Let’s be a little more consistent about terminology here. You’re using “share” to mean what I meant by “trade off” and also “swap” for what I meant by “share.” To be more specific, I’d call it sharing if the body is owned by worm A (or jointly by A and B) but both A and B take turns using it as a host. That is, if they are sharing the body like kids share a toy. On the other hand, bodies absolutely do transfer ownership, but it seems more like selling a car than sharing one, in most cases.
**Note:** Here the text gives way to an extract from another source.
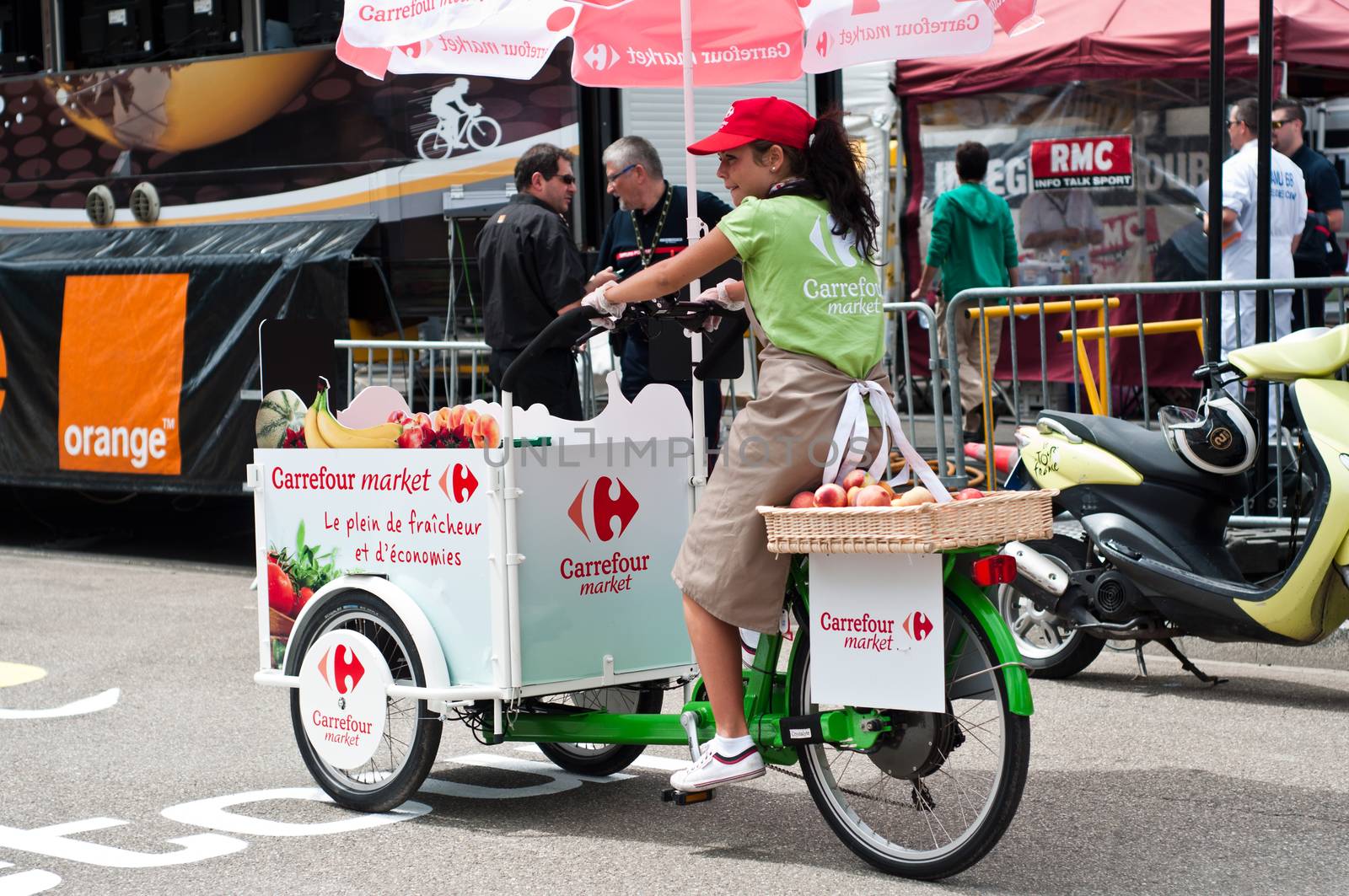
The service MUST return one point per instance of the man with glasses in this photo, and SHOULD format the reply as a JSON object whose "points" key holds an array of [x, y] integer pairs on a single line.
{"points": [[532, 271], [651, 226], [1287, 212], [1317, 253]]}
That’s definitely one of things I wanted to make sure I’m being fair about. But in this case, he’s already asked for the die back and I refused!
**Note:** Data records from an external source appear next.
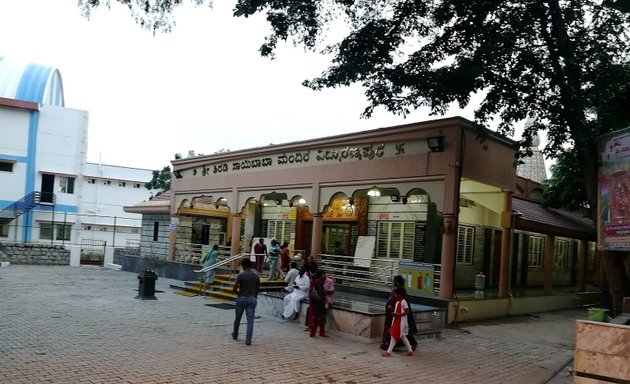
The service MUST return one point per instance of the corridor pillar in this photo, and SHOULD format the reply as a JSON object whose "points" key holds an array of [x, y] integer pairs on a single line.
{"points": [[316, 239], [582, 265], [506, 236], [235, 248], [548, 274], [449, 245]]}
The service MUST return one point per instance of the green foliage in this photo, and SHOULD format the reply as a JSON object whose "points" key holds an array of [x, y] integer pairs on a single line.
{"points": [[565, 189], [161, 181]]}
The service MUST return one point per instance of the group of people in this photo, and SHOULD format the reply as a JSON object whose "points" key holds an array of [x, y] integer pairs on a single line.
{"points": [[312, 284], [308, 282], [276, 255]]}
I think die-stays-with-worm is more fair to the Psychologist but die stays with Vaylen+Host feels more true to the fiction (as interpreted through the game rules). I’ll be putting this up for a group vote next week and let you know how it goes.
I could totally see a decadent Vaylen community where hosts were swapped around for the LOLs: for sex, for novel perspectives on human life (hey, I’m a baby! hey, I have no legs!), for purely practical reasons.
On that note, I like that any given worm+human = a unique persona, and that is the thing you’re connected to. So that means the worm could easily wriggle out of a connection, go do its thing in some other body, but when it returned to a given host then the connection kicks back in.
A riff: maybe the connection actually multiplies…like, when the worm splits off, now there’s a connection die on the host AND on the worm. When the worm enters a new body, there’s now a connection to that Vaylen. If a different Naiven enters the original body, there’s ALSO a connection with that one. Like a psychic virus of sorts.
Mostly I’m thinking through the murder mystery goodness of the whole thing. If Worm A + Host Y kill someone, and Worm A goes off to ride around in Host Z, who’s responsible? And can the Psychologist follow – or lose – the Naiven in question?
I know there are practical, mechanical considerations in playing this out that are different than the aesthetic considerations of a mystery writer. I still think it’s cool to think about.